Deterioration of Phosphate Homeostasis Is a Trigger for Cardiac Afterload - Clinical Importance of Fibroblast Growth Factor 23 for Accelerated Aging.

Abstract

Background: After the discovery of the Klotho gene, phosphate came into focus as a pathogenetic aging agent. Phosphate homeostasis is controlled by phosphate-regulating hormones: fibroblast growth factor 23 (FGF23), vitamin D₃, and parathyroid hormone. This study investigated the relationship between the deterioration in phosphate homeostasis and arterial stiffness by measuring serum FGF23 concentrations. Methods and Results: The study subjects comprised 82 hospitalized patients (31 males, 51 females; mean [±SD] age 78.6±10.5 years). All patients underwent chest computed tomography, measurement of central blood pressure (BP), and blood chemistry tests. Arterial calcification and/or stiffness was evaluated using the Agatston calcification score (ACS) and pulse wave velocity (PWV). PWV was significantly correlated with age (t=23.47, P<0.0001), estimated glomerular filtration rate (eGFR; t=-4.40, P<0.0001), and ACS (t=4.36, P<0.0001).

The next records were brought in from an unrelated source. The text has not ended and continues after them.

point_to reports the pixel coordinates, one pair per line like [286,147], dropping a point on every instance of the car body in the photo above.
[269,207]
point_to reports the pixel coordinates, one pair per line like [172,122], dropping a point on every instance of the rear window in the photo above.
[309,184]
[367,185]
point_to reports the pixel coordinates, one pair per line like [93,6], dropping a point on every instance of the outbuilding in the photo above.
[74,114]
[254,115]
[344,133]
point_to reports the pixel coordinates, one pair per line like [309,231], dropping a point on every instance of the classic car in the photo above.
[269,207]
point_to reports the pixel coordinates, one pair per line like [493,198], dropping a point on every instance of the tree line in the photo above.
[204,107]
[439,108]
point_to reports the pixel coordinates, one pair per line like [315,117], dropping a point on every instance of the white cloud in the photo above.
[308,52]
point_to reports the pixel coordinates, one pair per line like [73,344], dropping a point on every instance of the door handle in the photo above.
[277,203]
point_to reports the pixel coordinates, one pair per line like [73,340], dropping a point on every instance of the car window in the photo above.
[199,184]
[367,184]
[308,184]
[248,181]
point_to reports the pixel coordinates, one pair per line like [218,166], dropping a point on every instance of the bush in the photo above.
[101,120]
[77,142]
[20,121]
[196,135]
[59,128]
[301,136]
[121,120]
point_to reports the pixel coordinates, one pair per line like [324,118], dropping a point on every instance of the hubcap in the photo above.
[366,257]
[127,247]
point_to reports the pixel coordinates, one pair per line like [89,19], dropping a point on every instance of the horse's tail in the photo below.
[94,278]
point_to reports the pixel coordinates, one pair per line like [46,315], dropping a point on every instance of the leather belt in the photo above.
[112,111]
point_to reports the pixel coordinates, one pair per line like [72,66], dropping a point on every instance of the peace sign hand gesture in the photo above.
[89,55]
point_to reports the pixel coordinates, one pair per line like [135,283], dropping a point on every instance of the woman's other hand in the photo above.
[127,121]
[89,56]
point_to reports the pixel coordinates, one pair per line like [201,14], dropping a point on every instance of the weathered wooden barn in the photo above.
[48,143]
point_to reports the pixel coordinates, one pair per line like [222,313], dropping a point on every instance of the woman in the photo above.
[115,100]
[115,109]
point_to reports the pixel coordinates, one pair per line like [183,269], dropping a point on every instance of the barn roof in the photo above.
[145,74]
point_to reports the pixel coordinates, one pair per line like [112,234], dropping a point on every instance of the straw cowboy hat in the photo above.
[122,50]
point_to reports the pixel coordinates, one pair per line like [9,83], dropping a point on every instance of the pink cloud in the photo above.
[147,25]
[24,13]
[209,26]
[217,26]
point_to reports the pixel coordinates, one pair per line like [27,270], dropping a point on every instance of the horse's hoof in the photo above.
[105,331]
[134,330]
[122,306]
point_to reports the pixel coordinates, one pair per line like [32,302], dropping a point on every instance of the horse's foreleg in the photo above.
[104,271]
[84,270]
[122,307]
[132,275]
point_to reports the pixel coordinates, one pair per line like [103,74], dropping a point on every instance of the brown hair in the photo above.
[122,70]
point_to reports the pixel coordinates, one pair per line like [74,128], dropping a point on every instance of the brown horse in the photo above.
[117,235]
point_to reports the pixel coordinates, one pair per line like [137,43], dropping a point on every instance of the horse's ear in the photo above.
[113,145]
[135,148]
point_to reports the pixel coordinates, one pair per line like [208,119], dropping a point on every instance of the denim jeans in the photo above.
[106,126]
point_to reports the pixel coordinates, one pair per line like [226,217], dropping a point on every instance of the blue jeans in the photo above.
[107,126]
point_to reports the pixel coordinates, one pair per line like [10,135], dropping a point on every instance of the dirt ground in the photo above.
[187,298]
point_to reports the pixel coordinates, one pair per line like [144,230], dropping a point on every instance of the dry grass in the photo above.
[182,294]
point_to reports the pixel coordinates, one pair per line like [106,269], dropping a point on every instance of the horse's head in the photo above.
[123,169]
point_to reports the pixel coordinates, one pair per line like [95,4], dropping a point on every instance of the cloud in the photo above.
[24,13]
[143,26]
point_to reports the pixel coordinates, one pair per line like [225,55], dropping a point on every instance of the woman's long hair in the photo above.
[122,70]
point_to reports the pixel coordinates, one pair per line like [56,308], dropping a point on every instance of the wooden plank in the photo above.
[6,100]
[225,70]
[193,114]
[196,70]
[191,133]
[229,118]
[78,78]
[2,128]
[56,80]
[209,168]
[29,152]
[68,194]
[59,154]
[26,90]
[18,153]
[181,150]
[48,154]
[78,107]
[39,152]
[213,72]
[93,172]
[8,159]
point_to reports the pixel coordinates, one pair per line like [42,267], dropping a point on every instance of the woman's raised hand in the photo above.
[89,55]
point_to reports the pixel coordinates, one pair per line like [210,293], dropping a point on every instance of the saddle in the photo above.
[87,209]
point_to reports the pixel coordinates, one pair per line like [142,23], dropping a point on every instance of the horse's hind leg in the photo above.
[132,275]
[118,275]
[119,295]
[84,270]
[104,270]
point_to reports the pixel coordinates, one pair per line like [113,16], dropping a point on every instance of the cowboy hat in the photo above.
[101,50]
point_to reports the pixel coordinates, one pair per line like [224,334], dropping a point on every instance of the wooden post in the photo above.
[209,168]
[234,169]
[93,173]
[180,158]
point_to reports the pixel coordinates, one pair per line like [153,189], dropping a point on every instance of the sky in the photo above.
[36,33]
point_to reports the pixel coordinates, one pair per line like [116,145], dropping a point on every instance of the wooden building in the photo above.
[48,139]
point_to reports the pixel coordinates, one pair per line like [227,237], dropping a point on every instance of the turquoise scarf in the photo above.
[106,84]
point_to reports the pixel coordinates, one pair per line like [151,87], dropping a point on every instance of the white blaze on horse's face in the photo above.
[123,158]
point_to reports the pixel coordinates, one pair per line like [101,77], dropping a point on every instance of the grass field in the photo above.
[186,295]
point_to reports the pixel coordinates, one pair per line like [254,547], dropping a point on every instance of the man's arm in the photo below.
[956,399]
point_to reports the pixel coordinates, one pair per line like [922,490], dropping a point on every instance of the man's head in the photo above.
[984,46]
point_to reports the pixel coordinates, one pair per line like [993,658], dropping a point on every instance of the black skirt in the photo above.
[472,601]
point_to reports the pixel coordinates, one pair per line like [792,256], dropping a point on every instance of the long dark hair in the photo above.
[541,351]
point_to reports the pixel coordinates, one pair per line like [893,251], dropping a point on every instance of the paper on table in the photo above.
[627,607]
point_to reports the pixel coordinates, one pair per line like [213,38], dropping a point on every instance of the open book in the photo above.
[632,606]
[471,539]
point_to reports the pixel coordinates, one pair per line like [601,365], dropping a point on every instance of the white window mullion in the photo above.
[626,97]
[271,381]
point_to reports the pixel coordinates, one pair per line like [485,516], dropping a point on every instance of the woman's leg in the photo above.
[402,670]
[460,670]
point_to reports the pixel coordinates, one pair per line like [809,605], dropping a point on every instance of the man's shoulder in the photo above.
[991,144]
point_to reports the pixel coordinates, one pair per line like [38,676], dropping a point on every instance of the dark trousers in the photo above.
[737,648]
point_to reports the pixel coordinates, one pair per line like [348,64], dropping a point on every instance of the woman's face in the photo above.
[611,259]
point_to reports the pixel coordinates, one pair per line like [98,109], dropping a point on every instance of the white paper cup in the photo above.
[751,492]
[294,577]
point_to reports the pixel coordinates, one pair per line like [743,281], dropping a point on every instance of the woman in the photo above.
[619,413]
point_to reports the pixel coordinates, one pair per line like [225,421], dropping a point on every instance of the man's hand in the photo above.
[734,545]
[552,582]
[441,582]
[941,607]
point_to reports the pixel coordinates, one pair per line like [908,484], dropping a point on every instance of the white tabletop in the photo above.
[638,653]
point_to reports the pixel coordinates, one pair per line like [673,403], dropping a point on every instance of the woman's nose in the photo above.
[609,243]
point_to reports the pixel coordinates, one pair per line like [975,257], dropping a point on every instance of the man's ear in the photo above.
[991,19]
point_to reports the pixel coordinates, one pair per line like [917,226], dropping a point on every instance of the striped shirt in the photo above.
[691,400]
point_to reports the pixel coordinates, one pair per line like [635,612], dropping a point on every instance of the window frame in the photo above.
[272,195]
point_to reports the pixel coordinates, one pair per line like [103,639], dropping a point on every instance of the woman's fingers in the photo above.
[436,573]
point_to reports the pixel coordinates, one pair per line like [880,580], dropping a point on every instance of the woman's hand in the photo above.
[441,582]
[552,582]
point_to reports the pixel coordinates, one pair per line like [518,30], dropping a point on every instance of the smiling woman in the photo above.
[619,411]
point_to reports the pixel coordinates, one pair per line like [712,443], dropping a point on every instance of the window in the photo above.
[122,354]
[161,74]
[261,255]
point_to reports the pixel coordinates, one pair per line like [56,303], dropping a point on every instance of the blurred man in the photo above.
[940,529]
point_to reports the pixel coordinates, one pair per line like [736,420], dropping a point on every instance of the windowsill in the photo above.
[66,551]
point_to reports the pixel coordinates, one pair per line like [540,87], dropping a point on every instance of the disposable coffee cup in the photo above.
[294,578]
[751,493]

Serum FGF23 concentrations were significantly correlated with age (t=2.52, P=0.014), eGFR (t=-3.37, P<0.001), serum inorganic phosphorus concentrations (t=3.49, P<0.001), serum vitamin D₃ concentrations (t=-4.57, P<0.001), ACS (t=2.30, P=0.025), augmentation pressure (t=2.48, P=0.015), central systolic BP (t=2.00, P=0.049), plasma B-type natriuretic peptide (BNP) concentrations (t=3.48, P<0.001), and PWV (t=2.99, P=0.004). PWV was positively related to augmentation pressure (t=4.09, P<0.001), central systolic BP (t=3.13, P=0.002), and plasma BNP concentrations (t=3.54, P<0.001). Conclusions: This study shows that the increase in serum FGF23 concentrations reflects deterioration of phosphate homeostasis and is an important predictor for arterial stiffness, which intensifies cardiac afterload.